In the end, the decision will probably hurt the Komen Foundation more than Planned Parenthood. Many activists had already criticized the foundation for its ties to the insurance and pharmaceutical industries. Now women’s health advocates all over the country are reacting with fury, inundating Komen’s Facebook page with complaints. “I’ll be joining thousands of other women and men who will boycott SGK due to this decision,” wrote one of thousands of commenters. “Pink will stink!”

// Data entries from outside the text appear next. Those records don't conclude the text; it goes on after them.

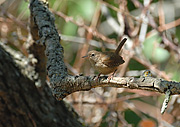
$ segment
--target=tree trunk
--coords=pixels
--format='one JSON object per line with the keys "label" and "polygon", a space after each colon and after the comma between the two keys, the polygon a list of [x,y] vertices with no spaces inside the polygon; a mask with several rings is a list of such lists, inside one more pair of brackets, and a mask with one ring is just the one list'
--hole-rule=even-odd
{"label": "tree trunk", "polygon": [[78,115],[57,101],[46,85],[38,90],[0,46],[0,126],[80,127]]}

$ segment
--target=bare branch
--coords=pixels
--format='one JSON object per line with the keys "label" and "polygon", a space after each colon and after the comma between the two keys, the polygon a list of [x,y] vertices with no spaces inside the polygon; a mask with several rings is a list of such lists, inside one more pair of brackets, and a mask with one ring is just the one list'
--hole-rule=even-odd
{"label": "bare branch", "polygon": [[54,25],[54,17],[47,6],[39,0],[32,0],[30,11],[35,24],[38,26],[39,37],[42,44],[46,46],[47,71],[54,96],[62,100],[67,95],[76,91],[86,91],[95,87],[118,87],[130,89],[143,89],[165,93],[170,91],[171,95],[180,94],[180,83],[166,81],[151,76],[113,77],[110,81],[107,76],[71,76],[63,61],[63,47],[59,43],[60,37]]}

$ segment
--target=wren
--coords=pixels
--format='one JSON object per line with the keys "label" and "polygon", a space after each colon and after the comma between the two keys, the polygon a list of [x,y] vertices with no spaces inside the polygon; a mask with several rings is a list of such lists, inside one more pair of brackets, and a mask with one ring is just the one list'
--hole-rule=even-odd
{"label": "wren", "polygon": [[123,45],[125,44],[127,38],[124,38],[118,47],[116,48],[115,52],[98,52],[95,50],[89,51],[86,56],[82,58],[88,57],[91,65],[94,67],[95,70],[99,72],[98,77],[100,74],[109,74],[116,72],[119,65],[123,64],[125,61],[119,55],[120,50],[122,49]]}

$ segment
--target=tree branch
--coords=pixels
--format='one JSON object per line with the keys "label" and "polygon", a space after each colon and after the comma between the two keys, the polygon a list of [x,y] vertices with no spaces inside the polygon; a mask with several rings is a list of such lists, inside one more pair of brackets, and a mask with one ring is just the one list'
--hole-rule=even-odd
{"label": "tree branch", "polygon": [[95,87],[118,87],[130,89],[143,89],[165,93],[170,90],[171,95],[180,94],[180,83],[166,81],[151,76],[134,77],[113,77],[109,82],[107,76],[71,76],[63,61],[63,47],[59,43],[60,37],[54,25],[54,17],[47,6],[39,0],[32,0],[30,11],[35,24],[38,26],[38,33],[41,44],[46,46],[47,71],[50,78],[52,92],[56,99],[62,100],[67,95],[76,91],[86,91]]}

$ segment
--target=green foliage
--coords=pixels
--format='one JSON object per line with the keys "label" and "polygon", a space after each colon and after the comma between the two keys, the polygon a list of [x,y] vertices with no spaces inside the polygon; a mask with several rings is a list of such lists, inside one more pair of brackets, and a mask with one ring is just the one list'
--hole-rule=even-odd
{"label": "green foliage", "polygon": [[159,47],[161,41],[162,38],[157,33],[151,35],[144,41],[144,55],[154,63],[163,63],[170,56],[166,49]]}

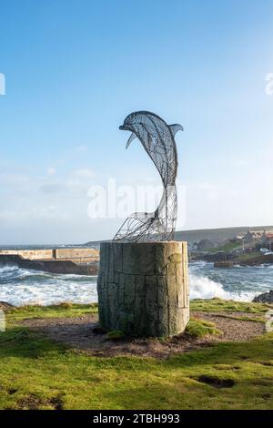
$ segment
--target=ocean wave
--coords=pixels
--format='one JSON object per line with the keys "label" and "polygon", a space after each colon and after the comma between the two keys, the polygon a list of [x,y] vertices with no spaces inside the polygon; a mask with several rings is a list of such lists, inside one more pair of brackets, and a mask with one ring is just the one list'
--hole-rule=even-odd
{"label": "ocean wave", "polygon": [[[273,265],[216,270],[212,263],[189,264],[190,299],[220,299],[251,301],[255,296],[273,289]],[[15,306],[56,304],[61,301],[97,301],[96,276],[57,274],[0,267],[0,301]]]}
{"label": "ocean wave", "polygon": [[213,299],[219,298],[239,301],[251,301],[257,291],[228,291],[220,282],[216,282],[208,277],[189,274],[189,299]]}

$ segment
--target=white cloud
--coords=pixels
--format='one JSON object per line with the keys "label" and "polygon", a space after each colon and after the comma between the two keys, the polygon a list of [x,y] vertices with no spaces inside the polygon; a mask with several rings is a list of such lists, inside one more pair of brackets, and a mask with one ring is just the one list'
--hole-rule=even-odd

Meanwhile, in the 24 hours after Komen announced its decision, Planned Parenthood raised $400,000 in online donations from outraged supporters. The Amy and Lee Fikes Foundation donated $250,000 to a new Planned Parenthood “Breast Health Emergency Fund.” Komen’s Connecticut affiliate publicly objected to the new policy, writing on its Facebook wall, “Susan G. Komen for the Cure Connecticut enjoys a great partnership with Planned Parenthood, and is currently funding Planned Parenthood of Southern New England. We understand, and share, in the frustration around this situation.” The Denver Komen affiliate said it planned to continue grants to Planned Parenthood despite the national policy.

Still, Komen’s shift reifies the right-wing myth that Planned Parenthood merely pretends to offer legitimate medical services. It represents a blow to the idea that any aspect of women’s health care can remain unpoliticized. “We’re talking about breast cancer here! We’re not talking about abortion,” says an exasperated Speier, who spoke out against the group’s decision Wednesday on the House floor. But when it comes to Planned Parenthood, Republicans can’t talk about anything else.